We’re using most of the core tools plus Mneme, Evaluations, Tutorial Sign-up, Search and Site Stats. We’ve also integrated tightly with our LDAP, developed a hierarchy service to allow us to arrange sites in a tree structure and using this, introduced devolved administration via the concept of Administrations Sites (admin site members are able to create new sites within any site where they are a maintainer), we’ve also made it easy to assign the .anon and .auth roles to any site to encourage Open Content. We’ve also developed a hierarchy of Guidance sites with lots of documentation and exemplars, visit weblearn.ox.ac.uk/info.

We ran a very successful pilot last year and attracted a large number of early adopters from over 60 separate departments. These early adopters have created over 700 separate sites which have been accessed by over 4500 users. The pilot has generated very positive feedback and we’re looking forward to all our users (30,000) moving their focus from the old Bodington-based service into nice shiny new Sakai!

A big congratulations to the team at Oxford!

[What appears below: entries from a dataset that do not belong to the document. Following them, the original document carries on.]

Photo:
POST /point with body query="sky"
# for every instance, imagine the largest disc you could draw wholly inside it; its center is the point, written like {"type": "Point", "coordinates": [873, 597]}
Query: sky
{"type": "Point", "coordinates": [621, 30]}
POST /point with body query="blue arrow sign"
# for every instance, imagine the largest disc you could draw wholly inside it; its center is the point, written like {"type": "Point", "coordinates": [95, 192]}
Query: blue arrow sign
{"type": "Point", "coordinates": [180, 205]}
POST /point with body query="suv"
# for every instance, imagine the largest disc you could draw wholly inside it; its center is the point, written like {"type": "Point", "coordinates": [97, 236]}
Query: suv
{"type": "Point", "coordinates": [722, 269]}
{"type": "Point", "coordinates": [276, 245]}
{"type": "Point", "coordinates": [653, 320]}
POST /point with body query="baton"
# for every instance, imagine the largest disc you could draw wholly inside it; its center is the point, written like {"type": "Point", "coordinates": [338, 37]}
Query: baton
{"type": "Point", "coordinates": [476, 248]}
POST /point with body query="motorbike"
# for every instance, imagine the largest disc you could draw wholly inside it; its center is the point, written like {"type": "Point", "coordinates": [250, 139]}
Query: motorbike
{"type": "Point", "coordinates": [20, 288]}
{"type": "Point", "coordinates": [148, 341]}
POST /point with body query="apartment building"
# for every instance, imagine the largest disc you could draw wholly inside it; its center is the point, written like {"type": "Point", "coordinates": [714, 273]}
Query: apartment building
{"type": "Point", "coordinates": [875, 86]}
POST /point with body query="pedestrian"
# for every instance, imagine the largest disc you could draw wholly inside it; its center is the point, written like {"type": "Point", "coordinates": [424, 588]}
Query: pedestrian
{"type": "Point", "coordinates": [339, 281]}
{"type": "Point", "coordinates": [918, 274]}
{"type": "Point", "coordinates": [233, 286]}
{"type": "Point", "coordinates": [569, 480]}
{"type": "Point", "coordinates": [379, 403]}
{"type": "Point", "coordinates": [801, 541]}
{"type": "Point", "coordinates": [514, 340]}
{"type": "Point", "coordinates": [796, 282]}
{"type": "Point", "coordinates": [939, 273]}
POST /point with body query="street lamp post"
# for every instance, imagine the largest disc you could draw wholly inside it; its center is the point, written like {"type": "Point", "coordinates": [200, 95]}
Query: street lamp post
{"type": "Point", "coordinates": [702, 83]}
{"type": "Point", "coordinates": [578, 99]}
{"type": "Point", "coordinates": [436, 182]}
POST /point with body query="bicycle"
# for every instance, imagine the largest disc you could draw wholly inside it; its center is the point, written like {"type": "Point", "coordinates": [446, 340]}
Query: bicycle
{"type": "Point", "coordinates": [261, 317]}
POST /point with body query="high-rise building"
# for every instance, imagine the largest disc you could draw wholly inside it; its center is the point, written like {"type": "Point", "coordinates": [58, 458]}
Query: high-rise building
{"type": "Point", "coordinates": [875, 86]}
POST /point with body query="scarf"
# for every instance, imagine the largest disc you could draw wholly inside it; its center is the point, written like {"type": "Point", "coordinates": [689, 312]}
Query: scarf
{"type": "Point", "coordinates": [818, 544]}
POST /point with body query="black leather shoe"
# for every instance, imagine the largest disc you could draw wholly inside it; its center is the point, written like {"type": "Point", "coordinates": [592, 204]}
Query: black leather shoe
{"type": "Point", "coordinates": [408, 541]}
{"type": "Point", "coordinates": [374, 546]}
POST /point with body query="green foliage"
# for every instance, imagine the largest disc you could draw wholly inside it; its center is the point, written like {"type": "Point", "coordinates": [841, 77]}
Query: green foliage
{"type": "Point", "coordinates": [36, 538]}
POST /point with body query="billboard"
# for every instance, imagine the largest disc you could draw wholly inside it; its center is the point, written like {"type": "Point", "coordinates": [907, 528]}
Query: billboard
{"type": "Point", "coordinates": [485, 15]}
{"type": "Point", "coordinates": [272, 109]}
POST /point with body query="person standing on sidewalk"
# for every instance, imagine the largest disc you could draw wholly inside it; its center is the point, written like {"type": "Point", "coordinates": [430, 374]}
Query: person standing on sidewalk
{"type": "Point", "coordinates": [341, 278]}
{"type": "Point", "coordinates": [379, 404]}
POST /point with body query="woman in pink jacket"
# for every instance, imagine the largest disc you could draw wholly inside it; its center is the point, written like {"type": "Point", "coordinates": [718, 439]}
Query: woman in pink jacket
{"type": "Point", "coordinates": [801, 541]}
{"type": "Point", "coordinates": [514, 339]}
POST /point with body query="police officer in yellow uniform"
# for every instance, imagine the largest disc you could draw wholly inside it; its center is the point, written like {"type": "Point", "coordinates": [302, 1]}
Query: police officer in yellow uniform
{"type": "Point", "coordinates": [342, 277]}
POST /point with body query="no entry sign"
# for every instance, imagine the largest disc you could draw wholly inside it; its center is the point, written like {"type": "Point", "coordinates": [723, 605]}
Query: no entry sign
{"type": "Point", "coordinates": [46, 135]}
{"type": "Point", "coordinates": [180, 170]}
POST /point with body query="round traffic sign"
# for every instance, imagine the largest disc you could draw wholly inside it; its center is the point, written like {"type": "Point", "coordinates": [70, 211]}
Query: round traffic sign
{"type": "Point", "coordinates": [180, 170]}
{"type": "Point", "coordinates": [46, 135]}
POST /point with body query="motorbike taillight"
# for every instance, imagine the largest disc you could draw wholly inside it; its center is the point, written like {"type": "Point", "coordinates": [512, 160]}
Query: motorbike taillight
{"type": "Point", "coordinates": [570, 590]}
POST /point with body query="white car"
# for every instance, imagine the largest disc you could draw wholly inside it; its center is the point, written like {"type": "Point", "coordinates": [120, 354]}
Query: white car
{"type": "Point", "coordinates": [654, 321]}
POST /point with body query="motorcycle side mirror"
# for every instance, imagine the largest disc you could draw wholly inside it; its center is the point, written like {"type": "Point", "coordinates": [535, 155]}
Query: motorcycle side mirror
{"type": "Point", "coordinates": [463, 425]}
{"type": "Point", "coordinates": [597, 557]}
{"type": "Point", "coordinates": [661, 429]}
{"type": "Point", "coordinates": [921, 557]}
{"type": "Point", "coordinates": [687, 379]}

On a side note, this also means that 4 of the top 10 universities in the world are using Sakai as their primary learning management system (Oxford, Stanford, Berkeley and Cambridge). Yale (#11 in the rankings) also uses Sakai and Columbia (#7) has been running a  Sakai pilot and we have, of course, high hopes that they will adopt Sakai as their primary system as well.

Not that Sakai is only for major research universities–a wide variety of educational institutions, including community colleges, small liberal arts colleges, large distance learning institutions, K-12 school districts and even small continuing education programs are using Sakai very successfully. You can see a list of many known installations on the Sakai website (not everyone tells us they’re running Sakai).